L'auteur, un Américain qui suit de près les affaires européennes, ne peut s'empêcher de ressentir un certain sentiment d'agacement sur la manière dont les Européens, et surtout les Français, lui paraissent méconnaître la réalité de la stratégie américaine en Europe. C'est pour nous une occasion d'avoir un aperçu sur les derniers développements des conceptions qui se font jour aux États-Unis à propos de l'emploi de leurs forces sur le théâtre européen.
L'Air Land Battle et l'engagement américain en Europe
Ces dernières années, on a très souvent mis en cause la stratégie des États-Unis en ce qui concerne la sécurité de l’Europe. La garantie nucléaire donnée par Washington a ainsi été mise en doute et l’on a suggéré qu’on avait remplacé la dissuasion par la bataille, une bataille qui, même si elle était victorieuse, laisserait une Europe en ruines (1). Plus récemment les déclarations du général Rogers ont été l’objet de polémiques, et il en a été de même pour la nouvelle doctrine tactique de l’armée américaine baptisée « Air Land Battle ». La presse française s’est d’ailleurs montrée particulièrement critique. Un hebdomadaire a parlé de l’Air Land Battle 2000 comme de « la stratégie nouvelle qui inquiète l’Europe » (2), et cite un « haut responsable français » qui aurait dit : « Washington est en train de saborder l’Europe en fournissant à nos voisins de mauvaises raisons de refuser à la fois l’augmentation des budgets de défense et les Pershing ». Dans un quotidien, il a été affirmé, à propos des déclarations du général Rogers, que « le corollaire en est l’abandon de tout recours en premier aux armes nucléaires tactiques » (3). Des personnalités ont également manifesté leur inquiétude (4).
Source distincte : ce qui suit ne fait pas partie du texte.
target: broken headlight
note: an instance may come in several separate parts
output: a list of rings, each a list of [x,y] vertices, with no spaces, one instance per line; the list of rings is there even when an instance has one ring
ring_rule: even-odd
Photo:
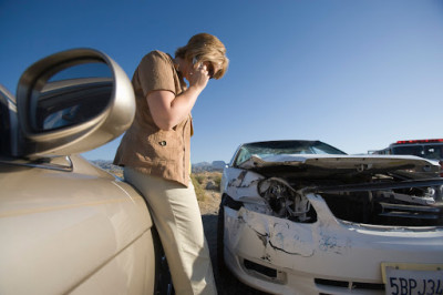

D’un point de vue strictement américain, on ne peut qu’être en désaccord avec ces opinions qui tendent à exagérément simplifier un problème extrêmement complexe. On constate en effet que l’on tend ainsi à regrouper quatre affaires distinctes : le concept de l’Air Land Battle tel qu’il est vu par l’armée de terre américaine, les déclarations du général Rogers sur le renforcement des moyens de l’Alliance, le concept de défense de l’Europe mis sur pied par le commandement allié en Europe, enfin les propositions faites pour l’avenir par l’armée de terre américaine sous le nom « Air Land Battle 2000 ».
Pourtant tout ceci ne comporte aucun changement révolutionnaire et dérive de la stratégie de la « flexible response » (5) qui a été adopté par l’OTAN. On ne peut donc en déduire un quelconque changement d’attitude des États-Unis vis-à-vis de l’Europe. L’amélioration des forces américaines en Europe et l’introduction de nouvelles armes dans la panoplie de l’OTAN ne font que renforcer la dissuasion dans le cadre de la doctrine de la riposte adaptée et n’impliquent en aucune façon un abandon de la garantie nucléaire donnée par les États-Unis à l’Europe.